My BFF, husband and I ate it all and it was damn good. Biscuits. Sugar. Cinnamon. Nutella. Nothing to hate there. Here’s to awesome friends, desserts, and fun!

This Two Ingredient Chocolate Buttercream Blew My Mind

1 Apr

I have been meaning to try this recipe for a while – I pinned it forever ago thinking “two ingredient frosting? Yeah right” – but never foe around to making it

Curiosity (and my always burning desire for frosting) got the best of me last night when I decided to give it a go:

Two Ingredient Fluffy Chocolate Buttercream Frosting

(Recipe courtesy of Cookies & Cups)


2 cups semi-sweet chocolate chips

1 lb (2 cups) butter


1 In medium saucepan, melt chocolate chips and butter over medium low heat, whisking frequently.

2 When melted, cool completely and chill until solid.

3 Remove from fridge and allow to come up to room temperature.

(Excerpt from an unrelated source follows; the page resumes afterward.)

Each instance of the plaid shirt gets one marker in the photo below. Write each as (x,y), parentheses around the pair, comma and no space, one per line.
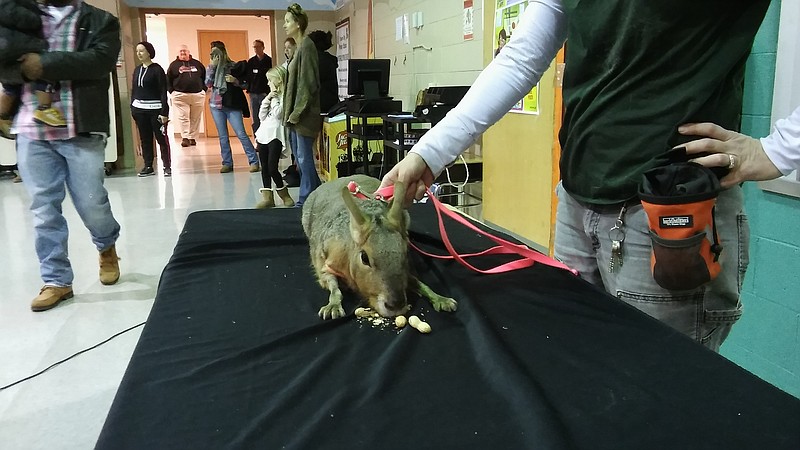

4 Put all the chocolate in a mixing bowl and beat on medium for 2 minutes until light in color and fluffy.

Various melting phases. I placed it in my Kitchen Aid mixing bowl before placing in the fridge overnight – since I knew I would ultimately use that bowl to whip it up, I figured it would be easier to transport while liquid

It did look kinda gross coming out of the fridge – and even after two hours on the counter it was still pretty hard. Nevertheless, I persevered and scraped it up in preparation to whip it into oblivion

The recipe states to mix it for 2 minutes, mine took a lot longer to transform – more like 5-6 minutes, but once it did, oh my was it beautiful. Fluffy and light colored, and the taste was great too – hard to believe its only butter and chocolate chips!

So – now I am a believer. You really can make awesome frosting with just two ingredients. Don’t believe me? Try it for yourself and see!

John’s Cookbook – Page 5 – S’mores Dip

19 Mar

The snow is melting, the sun is shining, and Spring is here! It may not feel like it for sure yet, but warmer weather is on its way, and I for one can’t wait to get out there and enjoy it. Admittedly, I am NOT much of an outdoor girl AT ALL – BUT – when you have kids that have been cooped up inside for the past several years (months really – but feels like years), you gotta embrace the wonder that is the great outdoors

One of the best things about warmer weather is having campfires and roasting marshmallows for S’mores. It may not be S’more weather yet – but it is S’more dip weather (which – is really anytime!)

S’more’s Dip
(Recipe Courtesy of Wine & Glue)

8 oz cream cheese room temperature
1 cup powdered sugar
1 cup fudge sauce
7 1/2 oz marshmallow cream
1 tsp vanilla

graham cracker sticks for dipping
mini chocolate chips/marshmallow bits for topping

In a large bowl, blend together with a handheld mixer: the cream cheese, powdered sugar, fudge sauce, marshmallow creme and vanilla until smooth

Transfer to a serving bowl, top with mini chocolate chips and marshmallow bits and serve with graham crackers

John’s favorite part? Anything marshmallow related – he loved the fluff, and the tiny little marshmallows blew his mind!

He looks oddly like the Joker while “taste-testing” the ingredients


As with most dips – this wasn’t exactly hard to make, and I love the idea of a dippable S’more!

It was enjoyed by all, big and small – and while it was great, it just made me want a REAL s’more even more! Still – a worthy winter time substitute, and I personally enjoyed it right off the spoon (no graham crackers needed!)